Online authority and digital trust
Summary: In this post, I review some of the ways that trust is earned online, including voting, feedback, human editors and inbound links. Why don’t we have mechanisms like these to measure the trustworthiness of companies?
Bruno Giussani published some notes recently from a conference in Amsterdam, including this comment from Wall Street Journal tech columnist Walt Mossberg:
There is a digital tidal wave that changes every walk of life, every business, every part of the society. The question of this session is: how can we tell who has authority in today’s world?
So far 100% of the people who’ve voted in yesterday’s poll prioritize trust over privacy.
Trust is critical. Authority is critical. But why do we need to trust companies? Here are a few thoughts:
- We have to trust that the companies we give our information to won’t ever make a mistake and accidentally release it to the public, such as my recent experience when Lingo gave me the email addresses of 14,000 customers.
- We have to trust that the companies we give our information to are not conducting activities in such a way as to expose them to subpoenas.
- We have to trust that the digital security mechanisms they have in place are sufficient to prevent malicious access.
- We have to trust that the company itself doesn’t have any malicious or undesired intent.
Those are pretty heavy burdens of proof for online companies, and most are highly difficult to prove—I mean, seriously, how many consumers have the faintest idea of the digital security mechanisms that Facebook does or doesn’t have in place?
The actual process is similar to voting for president. You can’t know in advance every issue that might come up during a presidency, so you decide if you trust the person as a whole based on your individual impressions. The hope is that you can count on someone to do the right thing even if you have no idea of the future circumstances that person will face.
Wouldn’t it be nice, though, if there were some way of measuring trust in companies?

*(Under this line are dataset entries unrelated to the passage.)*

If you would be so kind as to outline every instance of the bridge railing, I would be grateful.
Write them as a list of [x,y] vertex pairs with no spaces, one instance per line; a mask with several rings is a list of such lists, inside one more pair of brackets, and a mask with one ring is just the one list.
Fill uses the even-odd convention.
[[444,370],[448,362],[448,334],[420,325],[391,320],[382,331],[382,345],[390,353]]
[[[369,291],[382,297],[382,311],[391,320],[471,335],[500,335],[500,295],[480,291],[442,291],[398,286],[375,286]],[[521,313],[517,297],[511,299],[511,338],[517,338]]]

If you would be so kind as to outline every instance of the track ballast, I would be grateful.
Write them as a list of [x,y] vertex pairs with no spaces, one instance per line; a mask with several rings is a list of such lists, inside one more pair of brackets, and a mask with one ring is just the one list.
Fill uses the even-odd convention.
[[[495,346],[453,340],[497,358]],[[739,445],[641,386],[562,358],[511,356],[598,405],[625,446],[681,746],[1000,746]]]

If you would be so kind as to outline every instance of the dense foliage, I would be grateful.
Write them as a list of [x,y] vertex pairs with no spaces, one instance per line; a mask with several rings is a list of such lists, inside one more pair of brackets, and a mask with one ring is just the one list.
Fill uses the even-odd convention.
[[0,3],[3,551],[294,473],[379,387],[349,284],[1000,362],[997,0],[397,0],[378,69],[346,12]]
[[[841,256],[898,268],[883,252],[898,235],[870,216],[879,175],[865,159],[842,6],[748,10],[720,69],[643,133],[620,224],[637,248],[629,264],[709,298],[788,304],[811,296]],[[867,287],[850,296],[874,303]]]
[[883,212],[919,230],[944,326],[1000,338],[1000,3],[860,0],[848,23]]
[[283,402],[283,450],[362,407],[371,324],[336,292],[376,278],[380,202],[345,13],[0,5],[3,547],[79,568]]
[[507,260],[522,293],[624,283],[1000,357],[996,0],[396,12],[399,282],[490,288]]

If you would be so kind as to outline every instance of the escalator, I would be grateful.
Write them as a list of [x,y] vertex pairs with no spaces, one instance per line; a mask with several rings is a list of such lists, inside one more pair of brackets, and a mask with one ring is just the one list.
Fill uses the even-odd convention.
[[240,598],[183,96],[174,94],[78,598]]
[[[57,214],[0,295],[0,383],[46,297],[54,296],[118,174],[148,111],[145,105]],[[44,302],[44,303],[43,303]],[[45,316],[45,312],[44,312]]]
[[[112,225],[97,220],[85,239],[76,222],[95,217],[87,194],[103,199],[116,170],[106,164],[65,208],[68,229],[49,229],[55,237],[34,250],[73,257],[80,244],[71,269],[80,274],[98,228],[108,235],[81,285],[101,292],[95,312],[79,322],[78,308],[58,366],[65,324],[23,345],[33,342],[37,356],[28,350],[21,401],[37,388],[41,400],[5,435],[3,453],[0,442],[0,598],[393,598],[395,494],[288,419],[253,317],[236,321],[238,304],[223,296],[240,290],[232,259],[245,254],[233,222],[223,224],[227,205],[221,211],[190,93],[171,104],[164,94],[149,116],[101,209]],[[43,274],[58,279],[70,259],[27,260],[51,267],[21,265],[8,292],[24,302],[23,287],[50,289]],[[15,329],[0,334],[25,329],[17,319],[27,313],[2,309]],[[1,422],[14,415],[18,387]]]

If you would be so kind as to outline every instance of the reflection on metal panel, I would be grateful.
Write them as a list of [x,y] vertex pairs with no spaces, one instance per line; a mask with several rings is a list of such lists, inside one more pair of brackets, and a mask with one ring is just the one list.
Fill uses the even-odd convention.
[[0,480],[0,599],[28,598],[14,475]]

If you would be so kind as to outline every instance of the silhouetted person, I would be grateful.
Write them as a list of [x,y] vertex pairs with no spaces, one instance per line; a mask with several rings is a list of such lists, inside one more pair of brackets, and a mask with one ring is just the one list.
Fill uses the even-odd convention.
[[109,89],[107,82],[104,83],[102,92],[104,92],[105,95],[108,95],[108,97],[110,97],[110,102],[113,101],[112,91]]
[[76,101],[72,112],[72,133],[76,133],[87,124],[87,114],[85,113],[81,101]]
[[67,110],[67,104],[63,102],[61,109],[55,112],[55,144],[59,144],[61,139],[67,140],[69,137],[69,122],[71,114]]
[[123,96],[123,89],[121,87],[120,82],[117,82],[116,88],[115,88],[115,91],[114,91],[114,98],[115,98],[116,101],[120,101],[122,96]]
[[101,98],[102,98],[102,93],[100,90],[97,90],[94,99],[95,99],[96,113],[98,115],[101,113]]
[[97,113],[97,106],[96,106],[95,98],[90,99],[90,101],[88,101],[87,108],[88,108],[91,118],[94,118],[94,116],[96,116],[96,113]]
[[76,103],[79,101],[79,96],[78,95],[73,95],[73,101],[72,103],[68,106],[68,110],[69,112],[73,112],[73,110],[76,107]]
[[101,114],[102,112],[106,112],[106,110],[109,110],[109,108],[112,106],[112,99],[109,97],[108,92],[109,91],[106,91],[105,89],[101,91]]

It shouldn’t be too hard.
Right now, we’ve got some decent, explicit methods for indicating the trustworthiness of sources:
- Votes: Sites like Digg and StumbleUpon use a voting system to try to get the cream to rise to the top.
- Feedback: eBay and their Kiwi counterpart TradeMe use a feedback rating system to increase buyer confidence.
- Human editors: Slashdot relies on a human-powered filtering process to ensure only good stories make it to the site.
- Inbound links: The lifeblood of Google and the bane of any new site-owner’s existence. Technorati also relies on these for its rankings.
Even though we all know that they can be gamed, these methods are still useful as an indicator of website or page quality. But there’s no such thing for companies, really; no standardized, democratized eBay-type rating system that allows users to share their experiences with each other.
Do you think such a thing would be useful to have? And what would be the best way to implement it—how should it work so that it doesn’t get gamed, either by consumers or by the company itself?